L’absence d’analyse pointue et approfondie sur le cas de la Guinée, présenté a priori comme l’objet d’étude de l’ouvrage, est décevante. La Guinée est abordée sous ses aspects géographiques et à partir de ses ressources naturelles. Il est dommage que les auteurs ne développent pas la contribution du pays à la mise en place de la CEDEAO, ses engagements, et aussi la pratique quotidienne de cet accord au niveau étatique. On n’apprend pas en quoi les structures économiques guinéennes ont changé pour atteindre les objectifs régionaux, en quoi elle est un élément essentiel pour la réussite d’un tel accord alors que paradoxalement l’introduction nous fait penser que c’est justement ce pays qui par ses ressources et son affirmation historique contre l’Union française peut être le porteur d’un tel projet d’intégration régionale.
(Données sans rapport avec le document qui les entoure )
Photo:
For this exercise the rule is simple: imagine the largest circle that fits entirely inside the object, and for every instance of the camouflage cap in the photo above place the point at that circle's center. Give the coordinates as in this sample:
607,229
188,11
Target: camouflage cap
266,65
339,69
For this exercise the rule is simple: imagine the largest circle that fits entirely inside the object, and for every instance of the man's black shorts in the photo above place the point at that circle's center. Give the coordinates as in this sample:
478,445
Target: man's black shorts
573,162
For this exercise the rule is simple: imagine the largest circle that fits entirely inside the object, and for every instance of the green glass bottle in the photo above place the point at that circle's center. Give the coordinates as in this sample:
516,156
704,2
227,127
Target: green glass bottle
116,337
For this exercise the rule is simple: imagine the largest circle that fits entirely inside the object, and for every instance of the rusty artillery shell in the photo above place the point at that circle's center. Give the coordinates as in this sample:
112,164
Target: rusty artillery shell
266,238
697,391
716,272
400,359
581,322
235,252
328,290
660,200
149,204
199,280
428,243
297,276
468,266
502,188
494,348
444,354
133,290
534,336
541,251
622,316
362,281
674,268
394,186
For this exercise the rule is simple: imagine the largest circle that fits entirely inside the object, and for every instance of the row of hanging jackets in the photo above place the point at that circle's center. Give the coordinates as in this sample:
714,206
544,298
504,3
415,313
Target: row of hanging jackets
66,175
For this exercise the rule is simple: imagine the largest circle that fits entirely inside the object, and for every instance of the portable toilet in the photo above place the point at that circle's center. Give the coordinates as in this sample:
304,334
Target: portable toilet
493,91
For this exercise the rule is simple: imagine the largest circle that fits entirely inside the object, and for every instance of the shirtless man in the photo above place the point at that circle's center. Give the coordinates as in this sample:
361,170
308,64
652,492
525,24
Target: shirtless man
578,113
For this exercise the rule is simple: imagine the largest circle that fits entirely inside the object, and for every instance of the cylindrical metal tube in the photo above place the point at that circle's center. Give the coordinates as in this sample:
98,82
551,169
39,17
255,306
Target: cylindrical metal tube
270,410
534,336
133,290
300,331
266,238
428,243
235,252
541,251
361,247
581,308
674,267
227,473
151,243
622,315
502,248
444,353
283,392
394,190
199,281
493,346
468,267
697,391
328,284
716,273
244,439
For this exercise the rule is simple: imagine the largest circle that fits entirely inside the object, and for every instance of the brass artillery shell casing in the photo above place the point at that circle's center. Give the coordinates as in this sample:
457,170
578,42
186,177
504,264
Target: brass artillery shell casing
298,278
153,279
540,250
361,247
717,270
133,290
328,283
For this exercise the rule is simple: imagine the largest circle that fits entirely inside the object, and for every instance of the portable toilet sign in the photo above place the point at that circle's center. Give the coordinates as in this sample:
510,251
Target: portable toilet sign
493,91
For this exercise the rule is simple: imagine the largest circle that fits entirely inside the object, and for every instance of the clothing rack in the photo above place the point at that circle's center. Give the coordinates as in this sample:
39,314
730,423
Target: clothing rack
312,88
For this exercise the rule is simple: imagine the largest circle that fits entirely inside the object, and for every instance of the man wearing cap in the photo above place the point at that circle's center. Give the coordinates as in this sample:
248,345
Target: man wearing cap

Le rôle prépondérant de la Guinée est mis en avant dans les deux premiers chapitres, mais n’est hélas pas approfondi par la suite, dans les chapitres concernant la mise en place concrète de la CEDEAO. La Guinée a un statut particulier en Afrique depuis le jour où elle refusa d’entrer dans l’Union africaine de de Gaulle, mais ce passé ne la sert pas aujourd’hui dans son engagement pour une intégration régionale. Cela n’est pas sans lien avec les difficultés rencontrées par la CEDEAO. La CEDEAO comprend, notamment, dans ses objectifs une politique agricole commune visant à l’intégration régionale des marchés. Cette intégration aurait pour effet positif de permettre à l’Afrique de l’Ouest de davantage peser dans l’agriculture internationale, en particulier au sein de l’OMC. Mais les politiques mises en place au niveau régional nécessitent une application nationale qui fait défaut. Les États n’ont pas les moyens de leurs ambitions, dans des pays où la malnutrition n’est pas éradiquée.
À la lecture de ce livre, on reste sur notre faim finalement. Il a néanmoins le mérite d’inciter à entreprendre une réflexion sur les facteurs empêchant l’émergence de l’Afrique de l’Ouest comme acteur international fort, capable de défendre ses intérêts sur la scène mondiale. Il nous permet de comprendre les manques et les dysfonctionnements des mécanismes d’intégration régionale qui sont mis en place collectivement. L’instabilité politique des pays membres de la CEDEAO et les relations difficiles entre anciennes colonies et anciennes puissances impériales mettent en suspens la réalisation de ces projets bien intentionnés.